Él se dirigió hacia la puerta y ella le siguió rápidamente. Apoyó el hombro contra ella; le parecía que estaba dispuesta a cualquier cosa para mantenerle allí.
—Si mañana no puedo venir, dirás que te he engañado —dijo.
—¿Por qué no vas a poder? Si quieres, podrás.
—¡Yo soy un hombre ocupado, no un faldero! —exclamó Morris severamente.

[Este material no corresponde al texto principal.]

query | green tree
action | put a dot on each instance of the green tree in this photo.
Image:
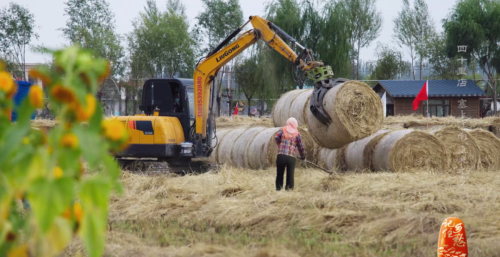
(219, 19)
(91, 25)
(160, 44)
(365, 23)
(321, 28)
(17, 26)
(389, 64)
(475, 24)
(443, 67)
(424, 31)
(412, 27)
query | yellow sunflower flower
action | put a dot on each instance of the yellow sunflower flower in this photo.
(36, 96)
(113, 130)
(69, 140)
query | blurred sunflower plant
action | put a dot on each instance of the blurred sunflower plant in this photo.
(46, 168)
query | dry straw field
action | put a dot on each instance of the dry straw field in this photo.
(237, 212)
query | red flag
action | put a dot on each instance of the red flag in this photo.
(422, 96)
(236, 110)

La voz del joven era tan dura y poco natural, que Catherine, lanzándole una mirada de desolación, se apartó de él; entonces Morris puso la mano en el pestillo; le parecía que era indispensable que huyese de ella. Pero en seguida Catherine se acercó a él y le dijo en tono no menos penetrante por ser bajo:
—Morris, ¿vas a dejarme?
—Sí, durante un tiempo.
—¿Cuánto tiempo?
—Hasta que seas otra vez razonable.
—De ese modo no seré nunca razonable. —Y ella trató de mantenerle allí un poco más; era casi una lucha—. ¡Piensa en lo que yo he hecho! —exclamó la joven—. ¡Morris, yo he renunciado a todo!
—Volverás a tener todo eso.
—No hablarías así si no proyectaras algo. ¿Qué es?… ¿qué ha sucedido?… ¿qué he hecho yo?… ¿por qué has cambiado?
—Te escribiré… así será mejor —tartamudeó Morris.
—¡No piensas volver! —gritó ella rompiendo a llorar.
—Mi querida Catherine —dijo Morris—, no creas eso. Te prometo que me volverás a ver.
Y con estas palabras Morris logró escapar, cerrando secamente la puerta tras él.